Views: 1232
Number of votes: 8
Average rating:

Web application warmup during DXC Service deployments

When deploying through the DXC Service Management Portal, warmup is both configured (when needed) and tested automatically as a part of the deployment. Since it's usually the most time-consuming part of a deployment, this blog post is aimed at providing a few more details on what's going on at this step and provide some information on how it can be done as quickly as possible.

How is warm up configured for sites in DXC Service?

During the first part of the deployment where code is copied and transformations are applied, the deployment engine will check if an applicationInitialization-section exists in Web.config, if it doesn't, it will be automatically created (more information about this is available here).

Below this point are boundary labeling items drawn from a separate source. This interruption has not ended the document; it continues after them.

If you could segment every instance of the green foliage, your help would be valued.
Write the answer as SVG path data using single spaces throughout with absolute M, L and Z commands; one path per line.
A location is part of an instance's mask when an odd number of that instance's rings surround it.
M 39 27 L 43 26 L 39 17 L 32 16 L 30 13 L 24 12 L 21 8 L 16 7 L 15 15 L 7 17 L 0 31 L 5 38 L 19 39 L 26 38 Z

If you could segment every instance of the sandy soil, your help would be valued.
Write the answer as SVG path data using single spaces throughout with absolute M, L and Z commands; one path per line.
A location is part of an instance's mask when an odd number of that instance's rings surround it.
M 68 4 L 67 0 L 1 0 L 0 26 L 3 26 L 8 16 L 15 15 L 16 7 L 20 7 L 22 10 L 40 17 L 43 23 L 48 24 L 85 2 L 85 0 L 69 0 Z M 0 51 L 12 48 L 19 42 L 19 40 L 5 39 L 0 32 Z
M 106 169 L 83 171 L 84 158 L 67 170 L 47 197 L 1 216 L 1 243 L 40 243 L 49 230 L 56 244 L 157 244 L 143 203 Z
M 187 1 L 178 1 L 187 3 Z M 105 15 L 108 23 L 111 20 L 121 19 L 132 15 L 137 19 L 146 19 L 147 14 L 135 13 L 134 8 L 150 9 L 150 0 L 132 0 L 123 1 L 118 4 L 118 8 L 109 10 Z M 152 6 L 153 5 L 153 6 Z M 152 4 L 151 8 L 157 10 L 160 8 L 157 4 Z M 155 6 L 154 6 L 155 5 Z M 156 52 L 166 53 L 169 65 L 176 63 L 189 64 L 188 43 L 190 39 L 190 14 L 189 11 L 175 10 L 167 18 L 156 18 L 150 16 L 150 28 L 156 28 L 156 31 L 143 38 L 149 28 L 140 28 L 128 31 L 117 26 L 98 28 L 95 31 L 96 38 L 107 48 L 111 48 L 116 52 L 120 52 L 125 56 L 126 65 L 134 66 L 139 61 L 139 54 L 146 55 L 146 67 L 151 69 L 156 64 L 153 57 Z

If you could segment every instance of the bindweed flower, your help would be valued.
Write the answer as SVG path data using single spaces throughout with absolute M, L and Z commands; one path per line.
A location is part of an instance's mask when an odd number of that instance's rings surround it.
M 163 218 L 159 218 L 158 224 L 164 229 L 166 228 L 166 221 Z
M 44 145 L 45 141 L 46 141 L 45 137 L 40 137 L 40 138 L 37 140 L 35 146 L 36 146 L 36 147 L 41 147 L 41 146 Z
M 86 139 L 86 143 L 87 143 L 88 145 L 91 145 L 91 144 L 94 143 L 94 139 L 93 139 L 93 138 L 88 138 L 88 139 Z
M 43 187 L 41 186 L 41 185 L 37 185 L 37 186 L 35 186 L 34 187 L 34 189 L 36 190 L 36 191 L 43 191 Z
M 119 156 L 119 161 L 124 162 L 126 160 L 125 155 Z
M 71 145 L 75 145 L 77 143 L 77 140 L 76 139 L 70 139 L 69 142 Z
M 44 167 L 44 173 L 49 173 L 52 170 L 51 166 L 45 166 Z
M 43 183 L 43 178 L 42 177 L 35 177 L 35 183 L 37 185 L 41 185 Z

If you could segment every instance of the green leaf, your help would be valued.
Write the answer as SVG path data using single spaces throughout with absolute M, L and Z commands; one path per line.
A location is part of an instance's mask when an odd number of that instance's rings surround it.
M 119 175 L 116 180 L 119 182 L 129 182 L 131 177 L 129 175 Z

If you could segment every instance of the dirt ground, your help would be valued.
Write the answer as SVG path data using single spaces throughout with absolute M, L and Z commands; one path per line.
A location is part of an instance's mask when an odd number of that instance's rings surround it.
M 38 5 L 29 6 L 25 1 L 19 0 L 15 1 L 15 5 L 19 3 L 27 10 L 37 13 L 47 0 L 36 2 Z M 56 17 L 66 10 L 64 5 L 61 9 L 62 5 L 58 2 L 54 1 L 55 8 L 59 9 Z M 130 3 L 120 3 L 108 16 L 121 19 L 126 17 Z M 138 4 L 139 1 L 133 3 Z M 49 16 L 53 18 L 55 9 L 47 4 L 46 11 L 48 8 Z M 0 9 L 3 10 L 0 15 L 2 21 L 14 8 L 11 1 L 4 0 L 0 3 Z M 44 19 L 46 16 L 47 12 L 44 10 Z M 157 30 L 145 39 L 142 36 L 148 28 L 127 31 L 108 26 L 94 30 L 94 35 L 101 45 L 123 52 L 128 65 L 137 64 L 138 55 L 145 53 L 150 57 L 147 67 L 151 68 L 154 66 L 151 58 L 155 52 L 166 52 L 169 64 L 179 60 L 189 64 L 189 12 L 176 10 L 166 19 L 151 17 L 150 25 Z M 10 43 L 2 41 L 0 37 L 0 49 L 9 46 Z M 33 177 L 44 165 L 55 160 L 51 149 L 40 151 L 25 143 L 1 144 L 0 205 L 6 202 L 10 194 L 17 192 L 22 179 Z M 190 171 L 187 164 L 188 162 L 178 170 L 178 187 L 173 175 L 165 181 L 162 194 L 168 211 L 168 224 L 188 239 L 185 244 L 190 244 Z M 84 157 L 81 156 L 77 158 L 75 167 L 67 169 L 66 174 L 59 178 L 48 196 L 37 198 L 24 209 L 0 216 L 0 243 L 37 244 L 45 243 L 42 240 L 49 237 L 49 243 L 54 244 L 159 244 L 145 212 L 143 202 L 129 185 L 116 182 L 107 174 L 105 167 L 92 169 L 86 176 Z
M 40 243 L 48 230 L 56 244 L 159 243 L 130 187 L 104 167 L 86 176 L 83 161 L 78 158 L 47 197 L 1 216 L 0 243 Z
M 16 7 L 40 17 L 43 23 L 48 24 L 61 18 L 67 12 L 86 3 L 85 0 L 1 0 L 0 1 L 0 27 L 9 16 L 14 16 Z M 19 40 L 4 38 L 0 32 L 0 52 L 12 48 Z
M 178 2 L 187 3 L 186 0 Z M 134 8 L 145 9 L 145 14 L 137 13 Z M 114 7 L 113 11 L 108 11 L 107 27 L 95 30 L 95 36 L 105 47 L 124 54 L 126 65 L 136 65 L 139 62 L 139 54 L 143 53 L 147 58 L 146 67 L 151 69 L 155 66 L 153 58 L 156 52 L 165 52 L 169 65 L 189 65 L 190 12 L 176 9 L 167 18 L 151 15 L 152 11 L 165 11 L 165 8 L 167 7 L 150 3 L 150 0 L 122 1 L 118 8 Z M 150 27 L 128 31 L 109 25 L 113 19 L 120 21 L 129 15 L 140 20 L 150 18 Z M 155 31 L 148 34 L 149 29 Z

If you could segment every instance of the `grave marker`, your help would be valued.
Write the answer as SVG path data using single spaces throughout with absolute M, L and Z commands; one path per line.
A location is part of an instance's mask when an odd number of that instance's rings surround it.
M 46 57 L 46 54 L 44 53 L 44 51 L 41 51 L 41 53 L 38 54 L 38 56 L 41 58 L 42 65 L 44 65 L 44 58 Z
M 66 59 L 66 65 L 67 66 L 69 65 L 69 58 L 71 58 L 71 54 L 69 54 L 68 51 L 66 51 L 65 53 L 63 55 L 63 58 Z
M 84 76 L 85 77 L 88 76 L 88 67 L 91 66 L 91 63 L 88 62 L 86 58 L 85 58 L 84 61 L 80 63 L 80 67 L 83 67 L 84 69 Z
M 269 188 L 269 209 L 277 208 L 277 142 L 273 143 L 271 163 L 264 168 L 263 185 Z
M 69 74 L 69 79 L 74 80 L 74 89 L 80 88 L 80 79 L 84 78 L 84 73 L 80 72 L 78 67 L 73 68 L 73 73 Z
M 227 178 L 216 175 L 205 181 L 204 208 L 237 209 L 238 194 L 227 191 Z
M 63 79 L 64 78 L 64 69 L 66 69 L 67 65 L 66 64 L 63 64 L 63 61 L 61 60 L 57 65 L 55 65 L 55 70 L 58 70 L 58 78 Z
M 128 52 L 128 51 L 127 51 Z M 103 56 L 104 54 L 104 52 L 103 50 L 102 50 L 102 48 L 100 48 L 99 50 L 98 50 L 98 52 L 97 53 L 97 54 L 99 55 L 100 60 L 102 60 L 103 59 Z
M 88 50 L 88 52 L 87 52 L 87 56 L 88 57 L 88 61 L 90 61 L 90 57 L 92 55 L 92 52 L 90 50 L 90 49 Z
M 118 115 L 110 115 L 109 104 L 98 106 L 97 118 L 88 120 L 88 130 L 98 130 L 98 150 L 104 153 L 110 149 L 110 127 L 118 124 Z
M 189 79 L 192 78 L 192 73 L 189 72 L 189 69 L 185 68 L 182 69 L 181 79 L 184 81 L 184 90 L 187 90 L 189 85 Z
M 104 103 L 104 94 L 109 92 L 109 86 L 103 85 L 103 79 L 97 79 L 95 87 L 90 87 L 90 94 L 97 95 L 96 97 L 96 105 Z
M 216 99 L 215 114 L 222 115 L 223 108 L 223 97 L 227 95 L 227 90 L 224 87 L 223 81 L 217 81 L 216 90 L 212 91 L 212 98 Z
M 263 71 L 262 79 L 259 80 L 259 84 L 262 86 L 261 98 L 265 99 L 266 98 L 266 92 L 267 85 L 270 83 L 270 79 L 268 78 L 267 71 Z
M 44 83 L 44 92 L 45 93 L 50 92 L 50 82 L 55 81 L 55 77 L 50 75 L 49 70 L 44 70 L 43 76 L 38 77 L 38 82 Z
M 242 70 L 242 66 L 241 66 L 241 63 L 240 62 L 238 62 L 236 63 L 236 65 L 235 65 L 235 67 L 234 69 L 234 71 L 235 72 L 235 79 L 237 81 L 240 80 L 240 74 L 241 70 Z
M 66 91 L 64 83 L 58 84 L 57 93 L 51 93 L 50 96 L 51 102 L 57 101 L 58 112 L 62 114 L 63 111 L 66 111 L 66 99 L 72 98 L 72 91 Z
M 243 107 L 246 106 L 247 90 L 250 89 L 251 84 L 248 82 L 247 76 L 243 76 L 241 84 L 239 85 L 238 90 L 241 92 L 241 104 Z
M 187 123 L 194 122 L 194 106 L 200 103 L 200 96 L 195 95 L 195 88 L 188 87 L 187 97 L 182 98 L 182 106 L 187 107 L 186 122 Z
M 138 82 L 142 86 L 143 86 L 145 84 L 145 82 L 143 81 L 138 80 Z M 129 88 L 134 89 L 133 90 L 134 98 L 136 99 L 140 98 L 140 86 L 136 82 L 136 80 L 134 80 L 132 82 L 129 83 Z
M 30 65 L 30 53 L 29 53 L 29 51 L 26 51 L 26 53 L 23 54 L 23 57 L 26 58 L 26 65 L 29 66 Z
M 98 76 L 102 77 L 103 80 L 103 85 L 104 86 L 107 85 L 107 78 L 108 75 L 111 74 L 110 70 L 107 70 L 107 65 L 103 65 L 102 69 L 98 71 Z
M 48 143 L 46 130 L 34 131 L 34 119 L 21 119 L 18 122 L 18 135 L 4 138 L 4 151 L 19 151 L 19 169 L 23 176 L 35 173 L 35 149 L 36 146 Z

Because of the way Application Initialization works on the underlying web server, some further configuration related to rewrite rules and redirects will be applied if needed as well to ensure that the warmup requests will be as effective as possible (a redirect response will be accepted in the same way as a 200 OK response by application initialization (and not "followed"), which means that a simple http to https redirect could render the whole application initialization configuration almost useless, therefor, rewrite rules are configured so that the application initialization requests are excluded from any redirects).

Once the "code copy"-part of the deployment has finished, the warmup process will begin.

What is happening during the warm up step?

Autoscaling is first temporarily disabled before any warmup starts (making the current number of instances of the web app "fixed") to avoid any unnecessary scaleouts that could otherwise be triggered by the warmup process. After that the first part of a Azure web app "swap with preview" is initiated which ensures that the deployment slot created during the deployment process will be ready to receive production traffic after the swap is completed and avoid any restarts of the web app.

Once that has finished the application initialization process will begin automatically within each individual instance of the web application. On top of this, the deployment engine will also perform a couple of checks to try to validate that this process works as expected. First, each individual instance's local cache status is verified to ensure the best possible performance and stability of the web app once it's swapped.

The application initialization section is also analyzed to find a suitable hostname that can be used to poll the web app and its instances in the slot and check its response (whenever possible, a feature called routing rules is utilized to be able to use a "real" hostname to reach the deployment slot). Some of the things analyzed in the response are:

  • If the header "X-AppInit-WarmingUp" is returned, it means that the Application Initialization engine is still running
  • Which web app instance that sent the response, if the response doesn't come from the same instance as the request was sent to, it indicates that the load balancer in Azure has redirected the request because the Application Initialization engine is still running
  • If the request times out, or if the instance responds with errors, it could potentially indicate that the Application Initialization engine is still running and therefor the process will keep polling the site until the response changes or if a timeout value is met

Once all instances of the web app have been validated successfully (or if the timeout value has been met), the deployment will continue with re-enabling autoscaling and allow the site to be swapped after a manual validation.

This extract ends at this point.